Mamuju, Potretrakyat.com; — Ratusan Pengemudi ojek online (ojol) di Mamuju, Suawesi Barat menggelar aksi Unjuk rasa damai di depan gedung Dewan Perwakilan Rakyat Daerah (DPRD) Kabupaten Mamuju. Senin, (5/5/2025).

Mereka melancarkan aksi protes terhadap tarif layanan yang diberlakukan oleh pihak perusahaan aplikasi yang dinilai jauh di bawah ketentuan yang berlaku.
Dari pantauan di lokasi, massa aksi pengemudi ojol memadati area depan gedung DPRD sambil membawa poster berisi tuntutan mereka.
Mereka berorasi menyuarakan keluh- kesah terkait rendahnya tarif dan dampaknya terhadap kesejahteraan keluarga mereka.
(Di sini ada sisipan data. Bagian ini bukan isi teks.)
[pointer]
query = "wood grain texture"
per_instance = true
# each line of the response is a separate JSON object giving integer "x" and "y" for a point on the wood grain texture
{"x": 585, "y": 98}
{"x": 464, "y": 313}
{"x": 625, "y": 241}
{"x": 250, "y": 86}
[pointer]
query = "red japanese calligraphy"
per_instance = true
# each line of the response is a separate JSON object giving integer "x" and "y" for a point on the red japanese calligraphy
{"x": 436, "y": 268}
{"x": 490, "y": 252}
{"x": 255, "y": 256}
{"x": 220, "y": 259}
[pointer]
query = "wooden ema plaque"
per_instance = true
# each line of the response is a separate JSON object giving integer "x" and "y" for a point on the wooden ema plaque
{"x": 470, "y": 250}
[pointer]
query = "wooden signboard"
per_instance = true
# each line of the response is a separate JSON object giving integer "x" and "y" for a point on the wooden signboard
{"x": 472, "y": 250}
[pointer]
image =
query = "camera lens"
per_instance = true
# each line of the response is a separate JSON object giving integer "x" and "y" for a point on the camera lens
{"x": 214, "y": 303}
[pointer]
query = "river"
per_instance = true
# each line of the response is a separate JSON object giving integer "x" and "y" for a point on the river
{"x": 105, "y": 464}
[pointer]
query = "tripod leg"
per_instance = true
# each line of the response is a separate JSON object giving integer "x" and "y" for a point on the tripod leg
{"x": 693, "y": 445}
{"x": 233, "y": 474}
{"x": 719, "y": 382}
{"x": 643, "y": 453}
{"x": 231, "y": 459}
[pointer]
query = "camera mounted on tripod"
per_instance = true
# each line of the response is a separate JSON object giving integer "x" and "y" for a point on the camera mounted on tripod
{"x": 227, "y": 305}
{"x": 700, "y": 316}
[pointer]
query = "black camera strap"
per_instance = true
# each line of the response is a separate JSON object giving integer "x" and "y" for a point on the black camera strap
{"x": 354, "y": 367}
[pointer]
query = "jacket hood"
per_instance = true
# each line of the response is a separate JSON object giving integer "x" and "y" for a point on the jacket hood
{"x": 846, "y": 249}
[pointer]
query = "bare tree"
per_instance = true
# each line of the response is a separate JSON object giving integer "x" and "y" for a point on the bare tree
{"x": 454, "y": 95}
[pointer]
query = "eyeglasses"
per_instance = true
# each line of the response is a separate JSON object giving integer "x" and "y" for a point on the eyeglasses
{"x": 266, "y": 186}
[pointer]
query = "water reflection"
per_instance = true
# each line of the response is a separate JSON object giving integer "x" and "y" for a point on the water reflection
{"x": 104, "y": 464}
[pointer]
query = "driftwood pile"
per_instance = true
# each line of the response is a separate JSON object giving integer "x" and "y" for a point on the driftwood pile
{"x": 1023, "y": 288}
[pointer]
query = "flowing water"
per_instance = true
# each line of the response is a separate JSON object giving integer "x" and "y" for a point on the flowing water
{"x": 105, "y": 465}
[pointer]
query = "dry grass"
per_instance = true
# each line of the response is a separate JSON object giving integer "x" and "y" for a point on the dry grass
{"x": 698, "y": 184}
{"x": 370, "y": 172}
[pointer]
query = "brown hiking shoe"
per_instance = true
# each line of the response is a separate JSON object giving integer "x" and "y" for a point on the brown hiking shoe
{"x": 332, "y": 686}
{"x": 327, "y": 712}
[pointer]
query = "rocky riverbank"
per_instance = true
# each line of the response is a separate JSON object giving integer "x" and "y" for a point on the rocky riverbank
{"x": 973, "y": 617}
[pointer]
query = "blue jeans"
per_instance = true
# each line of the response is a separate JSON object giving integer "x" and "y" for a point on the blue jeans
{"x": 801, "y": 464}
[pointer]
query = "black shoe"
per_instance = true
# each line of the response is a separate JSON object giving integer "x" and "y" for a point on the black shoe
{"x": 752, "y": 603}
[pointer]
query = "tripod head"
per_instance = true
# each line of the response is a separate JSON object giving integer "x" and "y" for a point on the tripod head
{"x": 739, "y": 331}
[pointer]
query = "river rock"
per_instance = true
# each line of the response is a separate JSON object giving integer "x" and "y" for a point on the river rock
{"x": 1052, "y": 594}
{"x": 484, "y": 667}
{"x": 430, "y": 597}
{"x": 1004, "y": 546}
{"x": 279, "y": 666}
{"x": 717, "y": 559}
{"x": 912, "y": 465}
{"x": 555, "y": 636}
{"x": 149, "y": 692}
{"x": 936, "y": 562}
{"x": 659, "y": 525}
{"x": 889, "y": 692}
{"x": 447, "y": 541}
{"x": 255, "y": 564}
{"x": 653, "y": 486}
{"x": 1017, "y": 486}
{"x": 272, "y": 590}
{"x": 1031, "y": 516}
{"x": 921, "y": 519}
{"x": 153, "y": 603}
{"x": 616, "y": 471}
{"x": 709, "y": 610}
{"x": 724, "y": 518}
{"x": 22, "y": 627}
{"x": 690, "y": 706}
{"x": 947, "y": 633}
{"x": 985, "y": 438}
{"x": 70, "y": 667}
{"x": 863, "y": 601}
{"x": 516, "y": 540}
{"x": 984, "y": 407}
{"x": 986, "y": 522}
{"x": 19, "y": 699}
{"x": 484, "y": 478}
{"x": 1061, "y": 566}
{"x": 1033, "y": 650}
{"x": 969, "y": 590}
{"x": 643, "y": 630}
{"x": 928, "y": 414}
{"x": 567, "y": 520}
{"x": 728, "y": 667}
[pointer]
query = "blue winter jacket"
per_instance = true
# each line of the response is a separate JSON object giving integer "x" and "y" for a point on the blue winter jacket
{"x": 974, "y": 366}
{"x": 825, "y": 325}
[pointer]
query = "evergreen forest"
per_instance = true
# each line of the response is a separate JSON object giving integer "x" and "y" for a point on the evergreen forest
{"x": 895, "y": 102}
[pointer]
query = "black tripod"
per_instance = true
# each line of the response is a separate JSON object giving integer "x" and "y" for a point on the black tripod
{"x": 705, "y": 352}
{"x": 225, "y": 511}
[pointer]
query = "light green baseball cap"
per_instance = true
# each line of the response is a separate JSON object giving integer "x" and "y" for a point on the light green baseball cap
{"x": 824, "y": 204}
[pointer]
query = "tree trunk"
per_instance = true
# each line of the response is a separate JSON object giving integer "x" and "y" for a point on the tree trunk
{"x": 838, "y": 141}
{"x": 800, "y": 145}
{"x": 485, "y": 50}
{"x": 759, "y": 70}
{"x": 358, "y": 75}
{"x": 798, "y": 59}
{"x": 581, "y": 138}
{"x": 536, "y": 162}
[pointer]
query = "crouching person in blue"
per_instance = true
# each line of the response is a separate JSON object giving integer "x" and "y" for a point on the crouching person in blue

“Tarif yang berlaku saat ini tidak sebanding dengan biaya operasional dan risiko pekerjaan kami di jalan, ” Kata koordinator Aksi, Aldy Zalkasih Djakad.
“Ini masalahnya perut kami, perut keluarga kami. Kami mencari makan di jalan,” Lanjut Aldi.
Aldi mengungkapkan, sebelum menggelar aksi ini, pihaknya sudah mencoba melakukan koordinasi dengan instansi- instansi terkait, namun tidak mendapat respon baik sehingga terpaksa melakukan aksi unjukrasa hari ini.
“Sebagai perwakilan dari rekan- rekan pengemudi ojol, kami telah mencoba berkoordinasi dengan sejumlah intansi terkait, seperti dinas perhubungan dan disnaker tapi tidak mendapat tanggapan yang masuk di akal bahkan jawaban mereka adalah mereka tidak tahu-menahu soal aturan terkait ojol. Kami datang ke gedung rakyat ini karena kami butuh keadilan di sini,” tegasnya.
Dalam tuntutannya massa aksi menuntut agar DPRD Kabupaten Mamuju segera mengambil tindakan dan mendesak pihak aplikator untuk memberlakukan tarif yang sesuai dengan ketentuan yang berlaku yakni Keputusan menteri perhubungan nomor 667 tahun 2022.
“Kami berharap ada regulasi yang lebih berpihak pada kesejahteraan para pekerja ojol ini,” Ungkapnya.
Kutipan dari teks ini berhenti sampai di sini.